NARCOTICS ACTIVITY REPORTS (NARS)
REPORTING DRUG ACTIVITY
DRUG ACTIVITY IN PROGRESS - CALL 9-1-1
For drug activity that is in progress or needs an immediate police response, call 9-1-1. If a patrol car is available, an officer will respond. If you would like to speak with the officer, tell the 9-1-1 operator.
ON-GOING DRUG ACTIVITY
On-going drug activity, which police need to be aware of, but doesn't require immediate response, can be reported by calling one of the following locations and asking to file a Narcotics Activity Report (NARS).
REPORT ONLINE: NARS Reports can now be filed online using our Community Online Reporting Form.
CALL NARCOTICS: Between the hours of 8:00 am - 4:00 pm you can call the Narcotics Section directly at
(206) 684-5797. After hours you can call the non-emergency line at (206) 625-5011.
CALL YOUR COMMUNITY POLICE TEAM:
North Precinct (206) 684-0794
South Precinct (206) 386-9180
East Precinct (206) 684-4370
West Precinct (206) 684-8996
Southwest Precinct (206) 615-1976
NOTE: You can report drug activity anonymously, but it is more helpful if you give your name and phone number in case additional information is needed.
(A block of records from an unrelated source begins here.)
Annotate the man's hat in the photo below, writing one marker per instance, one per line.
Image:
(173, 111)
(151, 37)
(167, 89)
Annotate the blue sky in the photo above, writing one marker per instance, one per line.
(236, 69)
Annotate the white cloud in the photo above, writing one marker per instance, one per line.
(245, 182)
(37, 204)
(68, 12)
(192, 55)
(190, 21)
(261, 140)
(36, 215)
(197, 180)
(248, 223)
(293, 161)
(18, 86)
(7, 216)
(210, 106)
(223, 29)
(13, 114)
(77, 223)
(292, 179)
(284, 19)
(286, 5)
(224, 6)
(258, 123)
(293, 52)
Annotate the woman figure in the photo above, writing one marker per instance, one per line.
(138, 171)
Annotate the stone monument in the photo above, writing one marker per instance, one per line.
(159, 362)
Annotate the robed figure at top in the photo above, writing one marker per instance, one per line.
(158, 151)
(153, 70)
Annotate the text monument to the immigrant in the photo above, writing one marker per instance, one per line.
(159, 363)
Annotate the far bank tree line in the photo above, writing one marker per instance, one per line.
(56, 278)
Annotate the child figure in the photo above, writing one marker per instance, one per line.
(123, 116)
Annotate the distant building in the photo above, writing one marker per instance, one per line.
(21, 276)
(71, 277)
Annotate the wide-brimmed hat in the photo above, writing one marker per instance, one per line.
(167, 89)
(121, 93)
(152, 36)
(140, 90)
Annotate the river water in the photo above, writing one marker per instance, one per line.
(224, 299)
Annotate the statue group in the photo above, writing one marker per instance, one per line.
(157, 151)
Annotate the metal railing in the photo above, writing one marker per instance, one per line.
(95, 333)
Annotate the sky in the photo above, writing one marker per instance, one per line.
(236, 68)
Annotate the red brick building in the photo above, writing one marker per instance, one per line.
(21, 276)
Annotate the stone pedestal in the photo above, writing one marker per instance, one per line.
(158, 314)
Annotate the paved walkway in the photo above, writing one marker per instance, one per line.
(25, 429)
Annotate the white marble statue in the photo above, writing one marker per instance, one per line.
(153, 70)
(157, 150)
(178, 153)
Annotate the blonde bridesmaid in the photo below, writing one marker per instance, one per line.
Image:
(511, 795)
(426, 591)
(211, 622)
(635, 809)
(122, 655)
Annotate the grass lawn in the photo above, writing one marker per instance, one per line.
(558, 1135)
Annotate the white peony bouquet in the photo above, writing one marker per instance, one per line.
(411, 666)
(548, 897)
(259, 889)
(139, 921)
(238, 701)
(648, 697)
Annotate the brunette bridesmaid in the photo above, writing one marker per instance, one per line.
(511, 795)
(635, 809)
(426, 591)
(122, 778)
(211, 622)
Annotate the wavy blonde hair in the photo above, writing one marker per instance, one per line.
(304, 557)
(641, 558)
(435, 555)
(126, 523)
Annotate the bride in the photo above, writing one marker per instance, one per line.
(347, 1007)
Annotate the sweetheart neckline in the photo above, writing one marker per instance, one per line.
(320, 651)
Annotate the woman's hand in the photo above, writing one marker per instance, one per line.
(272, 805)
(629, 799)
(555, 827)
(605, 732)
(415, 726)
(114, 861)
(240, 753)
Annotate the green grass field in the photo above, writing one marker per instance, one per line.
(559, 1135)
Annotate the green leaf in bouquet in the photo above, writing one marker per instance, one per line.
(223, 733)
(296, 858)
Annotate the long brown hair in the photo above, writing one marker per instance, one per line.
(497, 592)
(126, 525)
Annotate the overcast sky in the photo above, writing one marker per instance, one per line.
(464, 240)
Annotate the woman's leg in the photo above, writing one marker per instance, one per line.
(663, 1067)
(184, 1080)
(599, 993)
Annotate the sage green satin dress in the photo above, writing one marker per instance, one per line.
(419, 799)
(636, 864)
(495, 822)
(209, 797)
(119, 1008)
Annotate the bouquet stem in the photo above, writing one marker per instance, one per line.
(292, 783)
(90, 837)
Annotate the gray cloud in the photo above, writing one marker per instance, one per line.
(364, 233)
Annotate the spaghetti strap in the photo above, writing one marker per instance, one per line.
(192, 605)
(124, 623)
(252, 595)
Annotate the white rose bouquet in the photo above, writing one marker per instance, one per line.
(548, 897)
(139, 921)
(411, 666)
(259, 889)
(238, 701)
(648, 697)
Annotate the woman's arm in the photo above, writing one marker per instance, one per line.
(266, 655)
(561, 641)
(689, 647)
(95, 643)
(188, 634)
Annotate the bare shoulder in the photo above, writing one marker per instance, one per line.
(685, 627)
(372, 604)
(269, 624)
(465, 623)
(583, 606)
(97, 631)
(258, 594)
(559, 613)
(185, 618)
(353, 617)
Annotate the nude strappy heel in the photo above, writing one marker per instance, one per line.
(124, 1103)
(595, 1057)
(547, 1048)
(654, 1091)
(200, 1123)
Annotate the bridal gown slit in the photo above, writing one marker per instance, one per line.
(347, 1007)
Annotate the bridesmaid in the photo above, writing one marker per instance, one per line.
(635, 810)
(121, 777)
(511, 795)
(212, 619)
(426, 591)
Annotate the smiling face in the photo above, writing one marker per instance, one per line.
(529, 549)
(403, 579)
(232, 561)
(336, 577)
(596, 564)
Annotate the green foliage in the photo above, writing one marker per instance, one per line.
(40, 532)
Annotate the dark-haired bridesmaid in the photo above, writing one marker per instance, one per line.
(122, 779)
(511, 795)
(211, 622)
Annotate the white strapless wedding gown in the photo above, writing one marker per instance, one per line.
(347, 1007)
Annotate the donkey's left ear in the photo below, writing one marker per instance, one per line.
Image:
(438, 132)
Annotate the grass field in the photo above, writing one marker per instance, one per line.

You can ask that your name not be released to anyone.
SIGNS OF DRUG ACTIVITY
It is often hard to be certain that what you are seeing involves drugs, but some patterns may indicate drug activity:
An unusually large amount of traffic coming to the building - in cars, taxis, or walking - often at strange hours. Visitors may sometimes pound on doors or shout to be let in. This traffic is usually quick, with people staying only a short time. Sometimes they don't go in at all; instead, someone comes out to meet them.
Finding drugs or drug paraphernalia (syringes, pipes, etc.) in the area.
Repeated, observable exchanges of items, especially where money is visible.
Offers to sell you drugs, or conversation about drugs that you overhear.
Noxious odors from or around the building, such as "musty" smells.
Buildings where extreme security measures seem to be being taken.
Buildings where no owner or primary renter is apparent, and no home activities, yard work, painting, or maintenance, etc., seems to be going on.
It is important to distinguish between obnoxious or peculiar behavior and drug activity. Racial or ethnic background, economic level, or lifestyle choices do not mean the person is a drug dealer.
WHAT TO DO IF YOU FIND DISCARDED NEEDLES, SYRINGES, AND OTHER SHARPS
Needles, syringes and other sharps are considered hazardous material and require proper disposal. If you use sharps and need information on how to properly dispose of your used sharps, Seattle Public Utilities offers guidance.
If you find discarded needles, syringes and other sharps on public or private property in Seattle city limits, you can report it to the City. Visit the Customer Service Bureau for guidance.